Determination of the amount of physical activity (PA) needed to derive specific health benefits requires accurate and reliable methods of measuring energy expenditure (EE) in free-living individuals (4,5,14,21). However, because of the complexities of human PA and diversified life styles, it has been virtually impossible to accurately record free-living PA/exercise and the correspondent EE of activity on a daily basis. The measurement of EE in free-living individuals always represents a methodological challenge. The methods used to measure EE in free-living conditions include doubly labeled water, heart rate monitors, pedometers, accelerometers, diet records, and activity questionnaires. Unfortunately, as Luke et al. (14) pointed out, the accurate measurement of PA and EE is problematic, and all of the existing measurement techniques have significant limitations. Doubly labeled water (3,16,20,23,25) estimates EE by measuring CO2 output in the free-living state and has been frequently used, but it is expensive and takes at least 3 d to get only average daily EE without detection of type, onset, duration, and intensity of components of PA and their energy cost. Heart rate monitors (8,14,15), pedometers (8,9,27), and accelerometers (3,5–7,10,12,16,17,25) give poor and inconsistent results in estimating individual energy expenditure of physical activity (EEpa). Diet records (22,24,28) and activity questionnaires (1,18,26) are less reliable.
Recently, a portable device, Intelligent Device for Energy Expenditure and Activity (IDEEA, MiniSun, CA) has been developed that shows promise in the estimation of EEpa. Major functions of the IDEEA include: 1) recording body motion and posture changes second by second on 24-h basis; 2) identifying all major PA and posture types of daily life; 3) providing accurate recordings of the onset, duration, and frequency of the activities and performing detailed analysis of category and distribution of these activities; and 4) computing the amount and intensity (e.g., the speed of walking or running).
Conceptually, the use of IDEEA offers an ideal solution because it directly measures type, onset, duration, intensity, and frequency of PA, capturing the fundamental nature of PA. Our previous study (30) demonstrated that IDEEA could accurately detect the type, onset, duration, and intensity of various daily PA with an accuracy of more than 98%. IDEEA also accurately predicted the speed of gaits (walking and running), which is a predominant factor relating to EEpa, with a pooled correlation between predicted and actual speeds of walking and running of 0.986 (P ≤0.0001) (30). This makes it possible to accurately estimate EEpa without interrupting a subject’s daily PA.

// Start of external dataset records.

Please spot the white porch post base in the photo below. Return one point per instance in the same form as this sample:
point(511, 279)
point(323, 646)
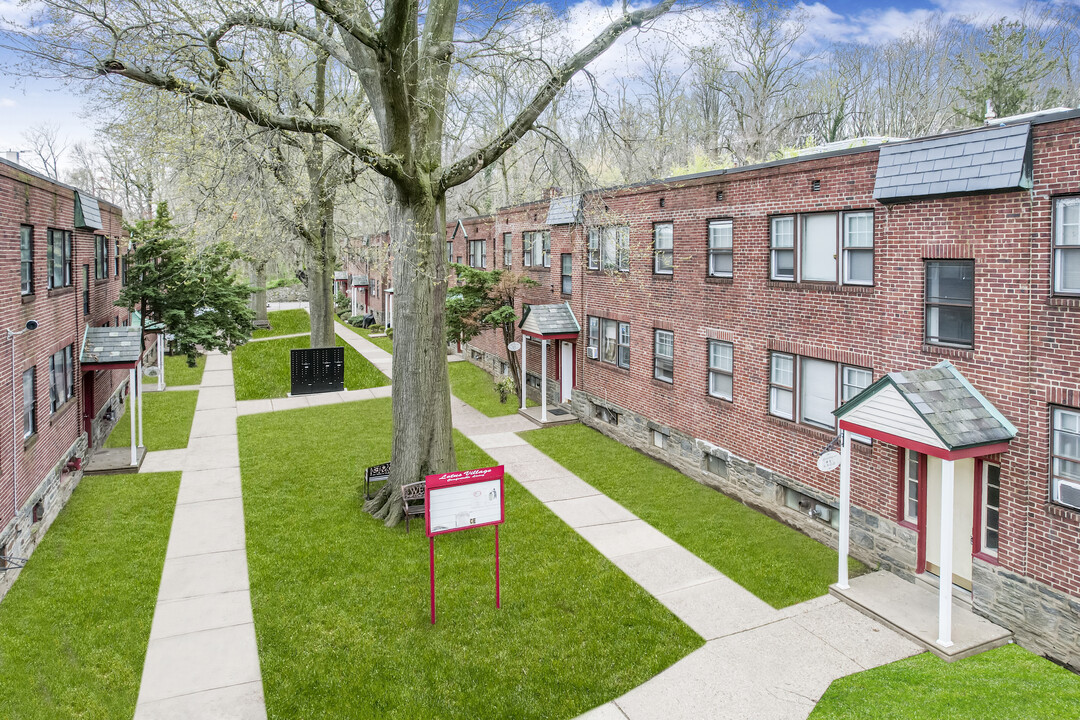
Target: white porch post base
point(543, 381)
point(945, 580)
point(841, 575)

The purpose of this study was to examine whether IDEEA could provide a valid estimate of EE during a variety of activities compared with indirect calorimetry. A further aim was to improve the accuracy of estimation of EEpa based on second-by-second information of type, onset, and duration of activity collected by IDEEA.
METHODS
Subjects.
Subjects were recruited through the hospital and neighborhood community by phone calls and e-mail. The subjects received a small monetary compensation for their participation. A total of 30 subjects (11 males and 19 females) were included in the study. Among them, 27 (10 males and 17 females) participated in the mask calorimeter test while 10 (5 males and 5 females) participated in the respiratory chamber test. The characteristics of all subjects are shown in Tables 1 and 2. All subjects were free of any impairment of the locomotor system.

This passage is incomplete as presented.